In this article, I will show you how to use text data to build word clouds in R. We will use a dataset containing around 200k Jeopardy questions. The dataset can be downloaded here (thanks to reddit user trexmatt for providing the dataset).

We will require three packages for this: tm, SnowballC, and wordcloud.

First, let’s load the required libraries and read in the data.

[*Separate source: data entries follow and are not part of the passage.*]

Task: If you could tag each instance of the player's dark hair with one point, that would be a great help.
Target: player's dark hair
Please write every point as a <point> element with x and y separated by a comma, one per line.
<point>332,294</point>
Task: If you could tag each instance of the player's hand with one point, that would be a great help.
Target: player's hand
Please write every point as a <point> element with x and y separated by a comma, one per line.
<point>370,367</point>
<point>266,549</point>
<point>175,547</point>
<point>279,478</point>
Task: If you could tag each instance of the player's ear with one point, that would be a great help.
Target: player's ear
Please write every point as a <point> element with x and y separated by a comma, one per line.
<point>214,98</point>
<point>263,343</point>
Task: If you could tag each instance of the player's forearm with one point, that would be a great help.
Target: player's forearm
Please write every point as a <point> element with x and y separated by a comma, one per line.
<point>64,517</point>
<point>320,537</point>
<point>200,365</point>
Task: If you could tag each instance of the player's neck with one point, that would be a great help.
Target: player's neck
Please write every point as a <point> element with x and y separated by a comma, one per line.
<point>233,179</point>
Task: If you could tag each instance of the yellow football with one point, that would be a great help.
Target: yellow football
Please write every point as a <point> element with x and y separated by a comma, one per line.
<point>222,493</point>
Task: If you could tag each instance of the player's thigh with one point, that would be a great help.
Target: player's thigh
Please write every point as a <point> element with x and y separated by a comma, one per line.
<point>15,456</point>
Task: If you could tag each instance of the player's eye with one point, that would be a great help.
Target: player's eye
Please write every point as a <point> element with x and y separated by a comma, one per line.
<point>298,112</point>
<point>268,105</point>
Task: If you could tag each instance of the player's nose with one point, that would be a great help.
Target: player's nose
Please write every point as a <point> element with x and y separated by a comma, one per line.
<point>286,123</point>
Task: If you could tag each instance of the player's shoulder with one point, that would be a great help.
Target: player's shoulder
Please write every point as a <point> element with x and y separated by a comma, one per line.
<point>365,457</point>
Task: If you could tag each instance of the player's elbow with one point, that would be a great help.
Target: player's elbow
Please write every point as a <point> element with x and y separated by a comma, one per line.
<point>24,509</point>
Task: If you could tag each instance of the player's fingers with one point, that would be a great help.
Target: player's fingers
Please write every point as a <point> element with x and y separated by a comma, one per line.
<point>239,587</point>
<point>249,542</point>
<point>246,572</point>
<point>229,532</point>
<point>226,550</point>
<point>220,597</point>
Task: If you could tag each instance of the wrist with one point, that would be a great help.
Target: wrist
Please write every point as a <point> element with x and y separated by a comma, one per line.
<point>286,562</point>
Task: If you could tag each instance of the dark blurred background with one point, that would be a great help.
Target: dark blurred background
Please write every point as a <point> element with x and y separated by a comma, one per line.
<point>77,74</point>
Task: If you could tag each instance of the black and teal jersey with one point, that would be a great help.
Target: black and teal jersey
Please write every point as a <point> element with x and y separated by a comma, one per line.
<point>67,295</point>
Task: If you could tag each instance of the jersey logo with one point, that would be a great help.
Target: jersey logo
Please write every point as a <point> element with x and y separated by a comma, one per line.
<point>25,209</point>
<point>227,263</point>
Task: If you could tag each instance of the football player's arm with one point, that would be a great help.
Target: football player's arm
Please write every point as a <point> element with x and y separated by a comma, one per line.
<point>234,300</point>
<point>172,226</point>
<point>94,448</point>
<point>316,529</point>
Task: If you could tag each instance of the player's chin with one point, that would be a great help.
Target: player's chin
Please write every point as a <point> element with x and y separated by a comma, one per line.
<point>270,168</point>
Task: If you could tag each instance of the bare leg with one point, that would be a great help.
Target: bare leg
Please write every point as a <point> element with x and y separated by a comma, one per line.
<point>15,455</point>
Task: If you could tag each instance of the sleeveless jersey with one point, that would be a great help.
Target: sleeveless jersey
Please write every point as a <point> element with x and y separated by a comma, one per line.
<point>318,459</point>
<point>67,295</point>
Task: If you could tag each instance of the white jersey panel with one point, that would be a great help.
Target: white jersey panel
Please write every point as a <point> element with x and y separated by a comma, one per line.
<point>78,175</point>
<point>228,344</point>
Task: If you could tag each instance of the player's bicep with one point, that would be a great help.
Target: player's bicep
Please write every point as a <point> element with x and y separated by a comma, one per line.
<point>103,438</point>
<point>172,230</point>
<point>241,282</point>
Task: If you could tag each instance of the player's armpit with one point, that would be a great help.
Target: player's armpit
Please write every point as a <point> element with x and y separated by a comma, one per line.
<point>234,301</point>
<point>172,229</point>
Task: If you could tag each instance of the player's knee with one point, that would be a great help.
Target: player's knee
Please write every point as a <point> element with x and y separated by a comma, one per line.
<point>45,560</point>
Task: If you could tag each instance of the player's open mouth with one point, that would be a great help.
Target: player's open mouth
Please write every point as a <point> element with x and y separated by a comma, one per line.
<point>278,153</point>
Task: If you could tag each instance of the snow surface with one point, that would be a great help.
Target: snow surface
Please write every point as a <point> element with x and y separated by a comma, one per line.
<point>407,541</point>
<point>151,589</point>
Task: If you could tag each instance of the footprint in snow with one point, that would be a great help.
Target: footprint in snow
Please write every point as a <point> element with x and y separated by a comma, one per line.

jeopQ <- read.csv('JEOPARDY_CSV.csv', stringsAsFactors = FALSE)

The actual questions are available in the Question column.

Now, we will perform a series of operations on the text data to simplify it.
First, we need to create a corpus.

jeopCorpus <- Corpus(VectorSource(jeopQ$Question))

Next, we will convert the corpus to a lowercase.

jeopCorpus <- tm_map(jeopCorpus, content_transformer(tolower))

Then, we will remove all punctuation and stopwords, and convert it to a plain text document.. Stopwords are commonly used words in the English language such as I, me, my, etc. You can see the full list of stopwords using stopwords('english').

jeopCorpus <- tm_map(jeopCorpus, removePunctuation)
jeopCorpus <- tm_map(jeopCorpus, PlainTextDocument)
jeopCorpus <- tm_map(jeopCorpus, removeWords, stopwords('english'))

Next, we will perform stemming. This means that all the words are converted to their stem (Ex: learning -> learn, walked -> walk, etc.). This will ensure that different forms of the word are converted to the same form and plotted only once in the wordcloud.

jeopCorpus <- tm_map(jeopCorpus, stemDocument)

Now, we will plot the wordcloud.

wordcloud(jeopCorpus, max.words = 100, random.order = FALSE)

This will produce the following wordcloud:
Screen Shot 2015-09-04 at 11.24.58 AM

There are a few ways to customize it.

That brings us to the end of this article. I hope you enjoyed it! As always, if you have questions, feel free to leave a comment or reach out to me on Twitter.

Edit: After struggling a lot, I resorted to StackOverflow for a fix. I forgot to convert the document to lower case. As explained in the StackOverflow thread, a lot of the words start with “The”, with an uppercase “T”, whereas stopwords has “the” with a lowercase “t”. This is what was causing the words “the” and “this” to appear in the wordcloud.

Note: I learnt this technique in The Analytics Edge course offered by MIT on edX. It is a great course and I highly recommend that you take it if you are interested in Data Science!